Maternal and perinatal mortality by place of delivery in sub-Saharan Africa: a meta-analysis of population-based cohort studies

Affiliations
Meta-Analysis

Maternal and perinatal mortality by place of delivery in sub-Saharan Africa: a meta-analysis of population-based cohort studies

Jobiba Chinkhumba et al. BMC Public Health. .

Abstract

Background: Facility-based delivery has gained traction as a key strategy for reducing maternal and perinatal mortality in developing countries. However, robust evidence of impact of place of delivery on maternal and perinatal mortality is lacking. We aimed to estimate the risk of maternal and perinatal mortality by place of delivery in sub-Saharan Africa.

Methods: We conducted a systematic review of population-based cohort studies reporting on risk of maternal or perinatal mortality at the individual level by place of delivery in sub-Saharan Africa. Newcastle-Ottawa Scale was used to assess study quality. Outcomes were summarized in pooled analyses using fixed and random effects models. We calculated attributable risk percentage reduction in mortality to estimate exposure effect. We report mortality ratios, crude odds ratios and associated 95% confidence intervals.

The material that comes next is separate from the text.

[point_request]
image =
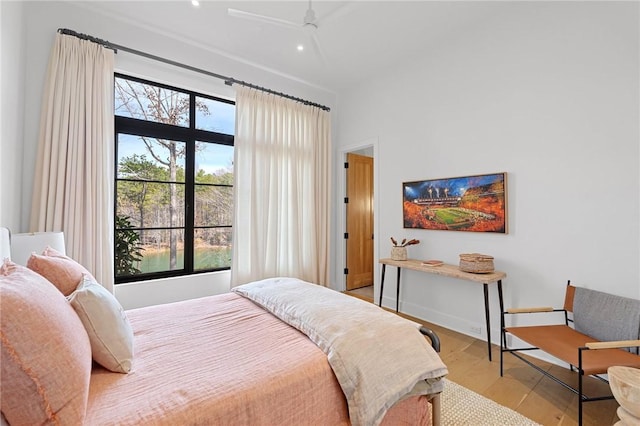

Results: We found 9 population-based cohort studies: 6 reporting on perinatal and 3 on maternal mortality. The mean study quality score was 10 out of 15 points. Control for confounders varied between the studies. A total of 36,772 pregnancy episodes were included in the analyses. Overall, perinatal mortality is 21% higher for home compared to facility-based deliveries, but the difference is only significant when produced with a fixed effects model (OR 1.21, 95% CI: 1.02-1.46) and not when produced by a random effects model (OR 1.21, 95% CI: 0.79-1.84). Under best settings, up to 14 perinatal deaths might be averted per 1000 births if the women delivered at facilities instead of homes. We found significantly increased risk of maternal mortality for facility-based compared to home deliveries (OR 2.29, 95% CI: 1.58-3.31), precluding estimates of attributable risk fraction.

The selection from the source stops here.